In the world of sarcoma the MDT established at Hull has been closed down after Peer Review. The reason is that an MDT should discuss a minimum number of 100 new patients each year and their total was more like 40. The reason for the target number is to ensure that surgical experience grows. New patients are now being referred to Leeds and plans for the follow-up of existing patients have been made.

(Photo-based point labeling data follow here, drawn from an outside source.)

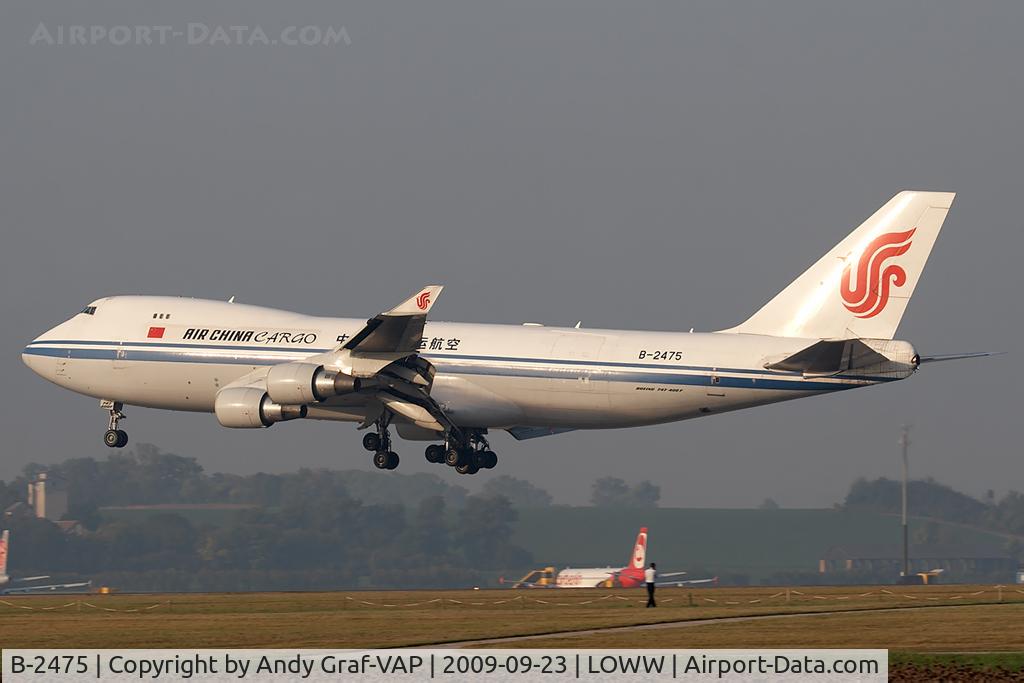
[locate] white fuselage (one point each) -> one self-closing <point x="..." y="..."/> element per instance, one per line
<point x="176" y="353"/>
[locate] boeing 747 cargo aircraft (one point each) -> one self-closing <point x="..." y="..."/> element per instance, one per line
<point x="452" y="383"/>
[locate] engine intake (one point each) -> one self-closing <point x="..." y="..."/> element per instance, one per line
<point x="300" y="383"/>
<point x="248" y="408"/>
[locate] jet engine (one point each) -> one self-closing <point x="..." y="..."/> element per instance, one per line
<point x="300" y="383"/>
<point x="247" y="408"/>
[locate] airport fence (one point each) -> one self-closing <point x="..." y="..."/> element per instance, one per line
<point x="1000" y="593"/>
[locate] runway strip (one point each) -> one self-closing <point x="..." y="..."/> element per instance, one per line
<point x="683" y="624"/>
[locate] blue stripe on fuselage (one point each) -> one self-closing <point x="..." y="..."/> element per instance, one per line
<point x="454" y="364"/>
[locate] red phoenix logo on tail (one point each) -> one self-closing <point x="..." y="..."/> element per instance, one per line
<point x="869" y="294"/>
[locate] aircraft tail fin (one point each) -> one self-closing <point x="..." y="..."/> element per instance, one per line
<point x="4" y="540"/>
<point x="639" y="550"/>
<point x="861" y="288"/>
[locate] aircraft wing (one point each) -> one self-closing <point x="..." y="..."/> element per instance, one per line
<point x="384" y="357"/>
<point x="52" y="588"/>
<point x="687" y="582"/>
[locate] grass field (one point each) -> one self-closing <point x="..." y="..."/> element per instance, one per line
<point x="424" y="617"/>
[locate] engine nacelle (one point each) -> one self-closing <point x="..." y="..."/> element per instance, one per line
<point x="248" y="408"/>
<point x="300" y="383"/>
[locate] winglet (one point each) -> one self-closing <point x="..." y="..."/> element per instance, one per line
<point x="418" y="304"/>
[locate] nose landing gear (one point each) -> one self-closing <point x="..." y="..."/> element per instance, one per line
<point x="114" y="437"/>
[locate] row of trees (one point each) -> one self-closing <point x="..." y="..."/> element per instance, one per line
<point x="931" y="499"/>
<point x="311" y="528"/>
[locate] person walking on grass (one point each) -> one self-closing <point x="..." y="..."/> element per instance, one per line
<point x="650" y="575"/>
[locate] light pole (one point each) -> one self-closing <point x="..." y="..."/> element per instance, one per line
<point x="904" y="440"/>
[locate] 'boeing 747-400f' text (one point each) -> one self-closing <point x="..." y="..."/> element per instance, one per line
<point x="453" y="383"/>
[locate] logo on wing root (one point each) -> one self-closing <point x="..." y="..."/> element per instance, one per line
<point x="867" y="296"/>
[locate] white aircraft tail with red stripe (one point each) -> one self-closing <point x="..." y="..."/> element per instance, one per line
<point x="639" y="550"/>
<point x="860" y="289"/>
<point x="3" y="556"/>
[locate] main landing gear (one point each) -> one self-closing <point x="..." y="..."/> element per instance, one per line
<point x="468" y="453"/>
<point x="468" y="457"/>
<point x="379" y="443"/>
<point x="114" y="437"/>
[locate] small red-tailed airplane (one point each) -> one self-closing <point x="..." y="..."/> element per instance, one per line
<point x="631" y="575"/>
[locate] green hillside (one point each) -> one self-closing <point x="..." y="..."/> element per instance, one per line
<point x="756" y="543"/>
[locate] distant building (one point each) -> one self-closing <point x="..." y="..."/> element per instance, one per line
<point x="954" y="559"/>
<point x="48" y="497"/>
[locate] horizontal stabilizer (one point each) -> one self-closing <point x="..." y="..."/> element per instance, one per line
<point x="958" y="356"/>
<point x="830" y="357"/>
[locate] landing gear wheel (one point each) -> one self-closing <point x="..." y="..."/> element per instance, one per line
<point x="372" y="441"/>
<point x="467" y="468"/>
<point x="454" y="458"/>
<point x="434" y="454"/>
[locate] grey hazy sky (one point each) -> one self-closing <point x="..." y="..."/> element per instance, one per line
<point x="652" y="165"/>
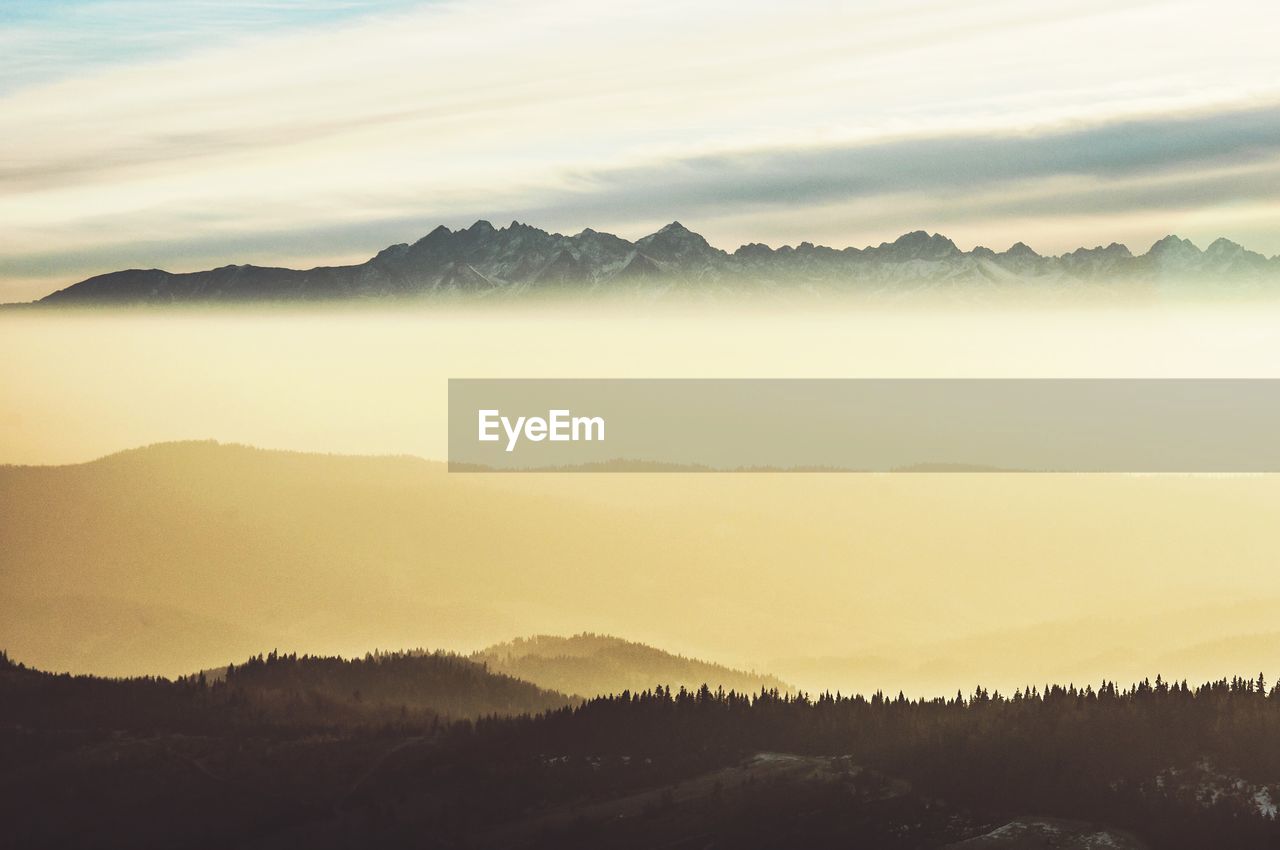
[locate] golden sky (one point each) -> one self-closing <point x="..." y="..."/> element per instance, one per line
<point x="188" y="135"/>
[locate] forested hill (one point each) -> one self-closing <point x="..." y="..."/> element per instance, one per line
<point x="592" y="665"/>
<point x="275" y="690"/>
<point x="287" y="757"/>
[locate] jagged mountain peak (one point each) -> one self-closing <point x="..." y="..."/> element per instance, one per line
<point x="507" y="260"/>
<point x="1174" y="243"/>
<point x="1022" y="250"/>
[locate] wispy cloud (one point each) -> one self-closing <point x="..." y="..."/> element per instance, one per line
<point x="58" y="39"/>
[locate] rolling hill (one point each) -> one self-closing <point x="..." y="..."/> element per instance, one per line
<point x="589" y="665"/>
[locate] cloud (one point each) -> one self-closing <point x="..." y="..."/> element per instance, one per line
<point x="216" y="132"/>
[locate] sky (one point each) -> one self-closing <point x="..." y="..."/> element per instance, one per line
<point x="193" y="133"/>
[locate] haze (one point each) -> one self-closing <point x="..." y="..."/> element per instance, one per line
<point x="176" y="558"/>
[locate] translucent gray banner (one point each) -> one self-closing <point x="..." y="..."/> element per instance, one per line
<point x="1060" y="425"/>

So Peer Review gave us the assurance that our MDTS met certain standards. We may argue with some of those standards (there are over 30) and wish for more. That’s not going to happen – the workload must be controlled. They will change and the number will fall.

It seems strange that a national programme of clinical peer review should ever have been under threat. We have a growing volume of up to date outcomes data from the National Cancer Information Network (NCIN) which provides unarguable information with which to correlate MDT self-assessments. It needs careful analysis and checking, sometimes it is too easy to come to an erroneous conclusion. We understand that the programme will be revising its methodology to include greater use of clinical outcomes data. I am certain there will be fewer criteria in the self-analysis as well.

To reflect this change the Cancer Peer Review team is being rebadged as the Quality Surveillance Team. Another superficial title change with which the new NHS seems to paint itself, However I welcome what lies behind it because Quality Surveillance will report to NHS England Specialist Commissioning, indicating that it will be able to generate change.